On the occasion of Women’s History Month, and in conjunction with the National Museum of Women in the Arts’ third annual #5WomenArtists campaign, we're highlighting five women artists with works in our collection each Wednesday this month. This week we focus on artists whose works are included in our current exhibition Window to Wall: Art from Architecture.
Buffalo native Lee Bergwall Hanks received her MFA in printmaking from the University at Buffalo in 1977. Made while she was a student, Homage to Louis Sullivan, 1976, positions us standing on the sidewalk and looking up, as if in awe, at Louis Sullivan's 1895 Guaranty Building, located at 140 Pearl Street in downtown Buffalo. Through her controlled etching, Hanks replicates the building's intricate ornamental pattern, covering the surface of her design with marks just as Sullivan covered the skyscraper with tiles.
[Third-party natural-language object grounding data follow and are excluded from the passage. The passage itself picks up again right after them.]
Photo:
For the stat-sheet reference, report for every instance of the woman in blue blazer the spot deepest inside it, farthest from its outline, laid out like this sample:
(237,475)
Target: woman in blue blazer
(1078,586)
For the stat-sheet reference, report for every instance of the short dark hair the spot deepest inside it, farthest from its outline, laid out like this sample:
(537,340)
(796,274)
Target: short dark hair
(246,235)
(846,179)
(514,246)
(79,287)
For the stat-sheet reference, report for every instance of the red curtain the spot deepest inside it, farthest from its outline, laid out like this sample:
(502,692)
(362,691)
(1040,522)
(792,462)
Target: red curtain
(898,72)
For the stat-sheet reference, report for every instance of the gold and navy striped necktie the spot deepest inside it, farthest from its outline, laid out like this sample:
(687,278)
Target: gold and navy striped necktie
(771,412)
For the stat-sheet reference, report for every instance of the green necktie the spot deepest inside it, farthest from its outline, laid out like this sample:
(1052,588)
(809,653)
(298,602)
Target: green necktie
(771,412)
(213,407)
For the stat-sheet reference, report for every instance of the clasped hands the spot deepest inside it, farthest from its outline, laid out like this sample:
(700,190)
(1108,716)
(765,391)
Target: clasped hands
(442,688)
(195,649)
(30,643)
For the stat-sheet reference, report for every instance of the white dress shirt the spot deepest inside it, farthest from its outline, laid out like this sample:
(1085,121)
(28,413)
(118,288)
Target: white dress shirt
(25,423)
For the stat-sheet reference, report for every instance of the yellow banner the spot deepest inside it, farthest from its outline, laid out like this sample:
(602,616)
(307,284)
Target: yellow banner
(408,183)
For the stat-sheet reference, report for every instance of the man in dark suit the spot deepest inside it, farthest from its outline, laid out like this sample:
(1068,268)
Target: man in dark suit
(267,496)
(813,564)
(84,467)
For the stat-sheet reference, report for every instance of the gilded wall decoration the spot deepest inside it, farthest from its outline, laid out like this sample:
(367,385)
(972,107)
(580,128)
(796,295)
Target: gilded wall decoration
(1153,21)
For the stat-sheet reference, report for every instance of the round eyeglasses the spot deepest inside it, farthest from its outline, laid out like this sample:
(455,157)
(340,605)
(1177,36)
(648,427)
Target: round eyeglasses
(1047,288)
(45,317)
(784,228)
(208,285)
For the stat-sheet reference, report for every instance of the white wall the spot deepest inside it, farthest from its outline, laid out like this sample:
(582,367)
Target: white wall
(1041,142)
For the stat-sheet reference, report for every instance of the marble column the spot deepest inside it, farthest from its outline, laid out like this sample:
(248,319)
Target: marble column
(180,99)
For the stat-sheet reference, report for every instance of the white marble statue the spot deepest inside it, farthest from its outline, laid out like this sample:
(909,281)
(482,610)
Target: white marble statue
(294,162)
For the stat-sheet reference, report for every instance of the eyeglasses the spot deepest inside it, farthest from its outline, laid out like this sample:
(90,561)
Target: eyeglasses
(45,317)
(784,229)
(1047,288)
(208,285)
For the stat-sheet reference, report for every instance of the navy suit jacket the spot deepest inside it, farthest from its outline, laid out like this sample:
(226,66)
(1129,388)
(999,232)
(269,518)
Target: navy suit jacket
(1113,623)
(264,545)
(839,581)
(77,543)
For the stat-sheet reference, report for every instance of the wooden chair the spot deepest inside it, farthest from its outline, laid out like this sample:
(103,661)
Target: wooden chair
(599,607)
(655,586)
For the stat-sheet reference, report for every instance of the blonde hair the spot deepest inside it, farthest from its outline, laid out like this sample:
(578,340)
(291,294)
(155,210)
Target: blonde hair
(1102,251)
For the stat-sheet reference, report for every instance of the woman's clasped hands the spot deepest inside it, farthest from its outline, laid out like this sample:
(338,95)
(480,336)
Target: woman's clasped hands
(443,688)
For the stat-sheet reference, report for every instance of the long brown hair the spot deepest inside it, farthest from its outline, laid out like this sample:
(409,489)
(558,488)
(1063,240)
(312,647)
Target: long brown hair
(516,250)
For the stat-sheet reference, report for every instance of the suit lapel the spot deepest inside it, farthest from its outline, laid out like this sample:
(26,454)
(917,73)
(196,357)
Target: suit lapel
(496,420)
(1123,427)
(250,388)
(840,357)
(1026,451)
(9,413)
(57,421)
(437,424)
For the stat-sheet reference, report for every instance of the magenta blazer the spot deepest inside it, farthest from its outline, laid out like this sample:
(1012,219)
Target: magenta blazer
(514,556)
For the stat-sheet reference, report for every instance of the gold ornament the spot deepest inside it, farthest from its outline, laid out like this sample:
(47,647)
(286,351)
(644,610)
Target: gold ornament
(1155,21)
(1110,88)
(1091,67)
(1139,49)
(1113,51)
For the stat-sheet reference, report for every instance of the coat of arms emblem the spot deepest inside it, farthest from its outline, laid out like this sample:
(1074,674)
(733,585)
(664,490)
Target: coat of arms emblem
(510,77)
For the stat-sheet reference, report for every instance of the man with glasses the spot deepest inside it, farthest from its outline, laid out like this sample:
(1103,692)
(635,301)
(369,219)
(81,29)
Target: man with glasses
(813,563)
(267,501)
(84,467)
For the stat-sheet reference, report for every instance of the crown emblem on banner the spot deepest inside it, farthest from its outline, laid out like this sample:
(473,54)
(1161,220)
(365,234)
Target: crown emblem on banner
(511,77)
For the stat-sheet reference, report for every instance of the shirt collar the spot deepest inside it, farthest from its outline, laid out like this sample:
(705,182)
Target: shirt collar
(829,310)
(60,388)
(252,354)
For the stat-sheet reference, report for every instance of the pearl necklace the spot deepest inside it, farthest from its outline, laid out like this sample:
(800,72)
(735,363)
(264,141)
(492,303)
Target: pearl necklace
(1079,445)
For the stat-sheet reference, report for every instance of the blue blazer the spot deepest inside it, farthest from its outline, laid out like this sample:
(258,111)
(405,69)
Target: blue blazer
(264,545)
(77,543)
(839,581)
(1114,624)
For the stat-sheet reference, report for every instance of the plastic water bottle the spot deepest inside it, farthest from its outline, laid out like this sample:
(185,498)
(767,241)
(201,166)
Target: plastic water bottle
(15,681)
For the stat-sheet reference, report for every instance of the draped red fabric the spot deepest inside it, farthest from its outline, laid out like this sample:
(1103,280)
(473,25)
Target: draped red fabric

While our collective memory of the Holocaust risks becoming more distant with the passage of time, Judy Glickman Lauder’s photographs of Auschwitz use artistic techniques to insist that we continue to look. With their blurry focus and stark contrasts of light and dark, they convey a sense of drama equal to the emotional charge of their content. In Lauder’s images of one of the most evil structures ever built by man, architecture is far from a neutral backdrop to history: it can be an agent of terror, but also of memory and empathy.